L'italiano più famoso del collegio cardinalizio, l'uomo a cui Francesco ha dato una risonanza mondiale affidandogli - in collaborazione con la Segreteria di Stato - la missione della Santa Sede per favorire la pace tra Russia ed Ucraina. Lui è Matteo Maria Zuppi, 68enne romano, arcivescovo di Bologna e presidente dei vescovi italiani. Il suo nome, inutile negarlo, è ricorrente quando si parla di un futuro Conclave soprattutto da parte di chi non è un addetto ai lavori ma conosce il presule "allevato" nella potente Comunità di Sant'Egidio.

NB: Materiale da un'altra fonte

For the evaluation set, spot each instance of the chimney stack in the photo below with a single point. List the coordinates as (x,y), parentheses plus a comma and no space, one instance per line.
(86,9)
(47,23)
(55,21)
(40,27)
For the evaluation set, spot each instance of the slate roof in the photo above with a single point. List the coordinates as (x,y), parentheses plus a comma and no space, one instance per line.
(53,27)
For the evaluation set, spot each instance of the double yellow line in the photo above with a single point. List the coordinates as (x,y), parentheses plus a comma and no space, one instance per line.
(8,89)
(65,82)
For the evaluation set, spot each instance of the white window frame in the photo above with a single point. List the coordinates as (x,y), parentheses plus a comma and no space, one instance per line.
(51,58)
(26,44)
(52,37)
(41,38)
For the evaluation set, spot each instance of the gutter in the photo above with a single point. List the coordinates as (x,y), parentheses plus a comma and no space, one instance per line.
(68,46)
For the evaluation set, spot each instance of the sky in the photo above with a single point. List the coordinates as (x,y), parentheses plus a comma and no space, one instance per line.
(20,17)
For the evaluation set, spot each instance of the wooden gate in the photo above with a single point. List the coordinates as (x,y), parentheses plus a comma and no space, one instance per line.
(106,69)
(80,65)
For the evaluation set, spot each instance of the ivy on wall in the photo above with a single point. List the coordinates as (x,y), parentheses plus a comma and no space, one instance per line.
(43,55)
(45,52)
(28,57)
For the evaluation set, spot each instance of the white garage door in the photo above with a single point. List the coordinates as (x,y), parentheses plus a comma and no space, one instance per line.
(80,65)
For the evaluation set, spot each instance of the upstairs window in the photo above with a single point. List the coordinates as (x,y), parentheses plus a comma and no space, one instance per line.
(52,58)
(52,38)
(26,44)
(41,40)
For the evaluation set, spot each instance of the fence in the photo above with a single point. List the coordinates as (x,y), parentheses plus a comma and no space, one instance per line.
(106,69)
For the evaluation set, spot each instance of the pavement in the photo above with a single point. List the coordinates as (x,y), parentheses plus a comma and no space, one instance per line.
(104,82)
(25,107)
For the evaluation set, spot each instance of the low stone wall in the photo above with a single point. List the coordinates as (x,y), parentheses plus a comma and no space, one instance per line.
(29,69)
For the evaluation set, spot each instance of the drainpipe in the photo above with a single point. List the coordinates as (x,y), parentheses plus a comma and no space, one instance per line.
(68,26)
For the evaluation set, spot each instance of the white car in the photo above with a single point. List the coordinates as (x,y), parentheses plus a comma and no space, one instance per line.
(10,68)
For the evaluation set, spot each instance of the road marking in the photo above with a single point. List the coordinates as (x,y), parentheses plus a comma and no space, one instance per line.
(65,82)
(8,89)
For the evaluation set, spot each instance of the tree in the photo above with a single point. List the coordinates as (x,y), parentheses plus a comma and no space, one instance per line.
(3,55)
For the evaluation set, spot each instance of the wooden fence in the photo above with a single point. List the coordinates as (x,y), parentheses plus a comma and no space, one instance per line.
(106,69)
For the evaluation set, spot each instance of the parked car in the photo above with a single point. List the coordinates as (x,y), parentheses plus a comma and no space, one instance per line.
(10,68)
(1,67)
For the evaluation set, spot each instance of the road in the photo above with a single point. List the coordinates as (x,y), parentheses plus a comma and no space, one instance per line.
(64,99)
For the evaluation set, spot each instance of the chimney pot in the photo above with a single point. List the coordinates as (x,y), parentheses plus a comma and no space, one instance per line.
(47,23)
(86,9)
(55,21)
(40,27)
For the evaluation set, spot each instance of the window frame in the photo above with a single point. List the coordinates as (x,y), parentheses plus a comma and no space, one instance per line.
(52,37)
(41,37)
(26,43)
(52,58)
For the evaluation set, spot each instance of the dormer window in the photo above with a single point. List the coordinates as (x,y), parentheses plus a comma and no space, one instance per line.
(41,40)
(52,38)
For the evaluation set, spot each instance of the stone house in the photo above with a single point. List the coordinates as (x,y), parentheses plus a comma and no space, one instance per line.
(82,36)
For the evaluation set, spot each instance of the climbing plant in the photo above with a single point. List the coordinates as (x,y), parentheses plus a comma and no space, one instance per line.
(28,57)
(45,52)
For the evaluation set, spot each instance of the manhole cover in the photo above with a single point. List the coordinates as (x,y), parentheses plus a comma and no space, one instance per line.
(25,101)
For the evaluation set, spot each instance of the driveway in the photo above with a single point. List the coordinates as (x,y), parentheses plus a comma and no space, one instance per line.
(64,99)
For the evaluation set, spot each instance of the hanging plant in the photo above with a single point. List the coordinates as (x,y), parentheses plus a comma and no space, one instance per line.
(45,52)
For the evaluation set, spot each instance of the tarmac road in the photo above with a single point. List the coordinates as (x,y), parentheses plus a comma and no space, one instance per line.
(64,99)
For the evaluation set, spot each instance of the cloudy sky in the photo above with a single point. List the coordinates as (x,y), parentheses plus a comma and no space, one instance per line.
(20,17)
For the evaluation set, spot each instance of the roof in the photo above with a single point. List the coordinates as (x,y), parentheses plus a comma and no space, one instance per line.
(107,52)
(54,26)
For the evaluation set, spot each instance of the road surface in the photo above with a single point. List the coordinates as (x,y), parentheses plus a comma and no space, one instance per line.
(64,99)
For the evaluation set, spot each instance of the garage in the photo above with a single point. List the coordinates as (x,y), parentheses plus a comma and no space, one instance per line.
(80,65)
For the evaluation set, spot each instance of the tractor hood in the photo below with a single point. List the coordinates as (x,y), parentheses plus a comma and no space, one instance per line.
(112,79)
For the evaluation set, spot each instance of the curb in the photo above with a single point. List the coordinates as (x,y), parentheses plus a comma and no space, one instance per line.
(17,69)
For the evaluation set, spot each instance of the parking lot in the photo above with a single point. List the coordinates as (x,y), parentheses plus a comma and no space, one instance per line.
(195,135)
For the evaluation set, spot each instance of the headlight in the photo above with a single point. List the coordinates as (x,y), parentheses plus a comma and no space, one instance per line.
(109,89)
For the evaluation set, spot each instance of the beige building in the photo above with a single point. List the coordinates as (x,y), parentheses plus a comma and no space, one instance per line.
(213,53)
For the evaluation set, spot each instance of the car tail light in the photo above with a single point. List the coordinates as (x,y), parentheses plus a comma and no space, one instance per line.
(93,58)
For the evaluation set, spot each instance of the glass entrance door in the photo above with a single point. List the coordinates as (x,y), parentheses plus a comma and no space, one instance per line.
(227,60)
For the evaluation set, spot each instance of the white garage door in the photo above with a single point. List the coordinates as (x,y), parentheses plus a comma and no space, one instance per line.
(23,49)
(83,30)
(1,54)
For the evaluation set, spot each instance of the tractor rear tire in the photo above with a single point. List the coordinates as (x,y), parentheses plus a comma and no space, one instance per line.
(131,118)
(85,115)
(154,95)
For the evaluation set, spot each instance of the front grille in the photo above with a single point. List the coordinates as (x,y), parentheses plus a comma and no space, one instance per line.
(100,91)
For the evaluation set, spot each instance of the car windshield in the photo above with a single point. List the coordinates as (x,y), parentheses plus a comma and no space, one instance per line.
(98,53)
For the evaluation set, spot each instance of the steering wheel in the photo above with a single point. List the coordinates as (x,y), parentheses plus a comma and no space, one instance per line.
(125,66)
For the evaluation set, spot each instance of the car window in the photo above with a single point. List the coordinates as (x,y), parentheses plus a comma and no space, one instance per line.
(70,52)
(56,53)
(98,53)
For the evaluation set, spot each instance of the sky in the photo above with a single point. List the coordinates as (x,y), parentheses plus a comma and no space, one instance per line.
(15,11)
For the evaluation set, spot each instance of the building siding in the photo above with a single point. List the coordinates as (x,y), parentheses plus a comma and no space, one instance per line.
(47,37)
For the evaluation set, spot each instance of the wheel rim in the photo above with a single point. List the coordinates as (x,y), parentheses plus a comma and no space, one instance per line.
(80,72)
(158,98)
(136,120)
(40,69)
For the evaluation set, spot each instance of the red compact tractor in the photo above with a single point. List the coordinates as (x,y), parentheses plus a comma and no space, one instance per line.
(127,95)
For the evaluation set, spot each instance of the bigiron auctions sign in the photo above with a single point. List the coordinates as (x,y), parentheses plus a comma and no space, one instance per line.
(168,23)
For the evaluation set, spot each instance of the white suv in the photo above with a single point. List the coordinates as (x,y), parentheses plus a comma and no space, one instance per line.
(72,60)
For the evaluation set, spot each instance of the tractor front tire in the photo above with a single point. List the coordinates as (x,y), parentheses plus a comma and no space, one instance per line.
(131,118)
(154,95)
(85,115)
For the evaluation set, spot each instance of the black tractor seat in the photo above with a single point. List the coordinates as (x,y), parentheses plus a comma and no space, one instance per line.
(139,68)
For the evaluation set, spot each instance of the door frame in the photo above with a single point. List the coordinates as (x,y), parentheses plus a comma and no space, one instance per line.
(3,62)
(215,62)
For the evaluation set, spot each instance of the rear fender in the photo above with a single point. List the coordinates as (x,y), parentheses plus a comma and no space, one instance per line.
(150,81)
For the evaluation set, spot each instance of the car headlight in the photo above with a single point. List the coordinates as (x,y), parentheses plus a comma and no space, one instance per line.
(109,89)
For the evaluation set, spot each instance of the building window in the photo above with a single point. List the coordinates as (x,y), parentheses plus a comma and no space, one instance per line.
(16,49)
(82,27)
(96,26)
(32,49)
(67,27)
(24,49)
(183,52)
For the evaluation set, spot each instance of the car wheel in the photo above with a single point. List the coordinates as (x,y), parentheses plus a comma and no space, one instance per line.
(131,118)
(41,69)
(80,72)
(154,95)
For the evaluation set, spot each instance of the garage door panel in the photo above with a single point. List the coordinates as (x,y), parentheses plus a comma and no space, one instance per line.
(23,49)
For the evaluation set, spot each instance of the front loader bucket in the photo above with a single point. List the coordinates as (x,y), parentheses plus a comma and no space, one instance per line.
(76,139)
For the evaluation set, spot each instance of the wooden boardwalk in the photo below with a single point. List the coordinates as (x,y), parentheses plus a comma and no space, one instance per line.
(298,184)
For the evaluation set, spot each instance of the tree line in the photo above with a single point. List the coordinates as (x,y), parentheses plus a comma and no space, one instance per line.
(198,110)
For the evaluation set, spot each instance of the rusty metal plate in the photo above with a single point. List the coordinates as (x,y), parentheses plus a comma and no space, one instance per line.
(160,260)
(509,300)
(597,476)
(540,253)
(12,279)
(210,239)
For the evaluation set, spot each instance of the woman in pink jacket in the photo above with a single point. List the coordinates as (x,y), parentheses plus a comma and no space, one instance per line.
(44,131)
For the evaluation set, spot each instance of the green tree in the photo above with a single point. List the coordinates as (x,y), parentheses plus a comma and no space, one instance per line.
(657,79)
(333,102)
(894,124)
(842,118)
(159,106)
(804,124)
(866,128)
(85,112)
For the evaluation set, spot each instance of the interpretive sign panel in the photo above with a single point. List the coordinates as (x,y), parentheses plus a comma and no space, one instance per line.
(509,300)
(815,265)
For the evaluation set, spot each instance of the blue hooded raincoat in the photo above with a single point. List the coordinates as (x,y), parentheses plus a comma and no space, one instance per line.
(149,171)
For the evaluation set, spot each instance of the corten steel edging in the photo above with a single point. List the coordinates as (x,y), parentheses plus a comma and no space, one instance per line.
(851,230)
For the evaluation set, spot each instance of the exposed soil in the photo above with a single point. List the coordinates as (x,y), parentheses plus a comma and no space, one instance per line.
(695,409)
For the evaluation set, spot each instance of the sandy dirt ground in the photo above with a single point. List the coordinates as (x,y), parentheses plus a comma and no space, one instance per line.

Ma quali sono le posizioni di colui che i denigratori chiamano sprezzantemente il "cappellano del Pd" e che gli estimatori - presenti non solo a sinistra e non solo nello schieramento progressista - chiamano "don Matteo"?
La visione del cardinale
Di recente Zuppi ha pubblicato "Dio non ci lascia soli. Riflessioni di un cristiano in un mondo in crisi" (Piemme). Un libro che presenta l'idea di Chiesa e di società del capo della Cei. L'immagine del cardinale che traspare da queste pagine è diversa da quella stereotipata di uomo caro alla sinistra ecclesiale e politica: se sono tante le citazioni di Francesco, non da meno sono quelle di Benedetto XVI. Zuppi denuncia l'ipocrisia post-sessantottina di "gran parte dell'opinione pubblica progressista (che) salutava con entusiasmo, perchè anti-imperialista, la rivoluzione verde khomeinista, senza coglierne il centro" e colloca il socialismo nella categoria delle "tante escatologie che hanno mobilitato e deluso le masse". Per convincere il lettore dell'esistenza del diavolo nonostante una società contemporanea che fatica ad accettarlo, il cardinale romano tira fuori l'esempio dei "processi staliniani", ma anche delle "false accuse di blasfemia per cui si può rischiare in alcuni Paesi la pena di morte" e delle "accuse di crimini contro la sicurezza nazionale che spesso nascondono l'uso politico del carcere". Il pensiero, nel primo caso, va subito alla contadina pakistana Asia Bibi protagonista di un'odissea giudiziaria lunga un decennio, mentre nel secondo caso ai più attenti viene in mente che quel capo d'accusa fu utilizzato per arrestare e mandare a processo ad Hong Kong il cardinale 90enne pro-democrazia Joseph Zen.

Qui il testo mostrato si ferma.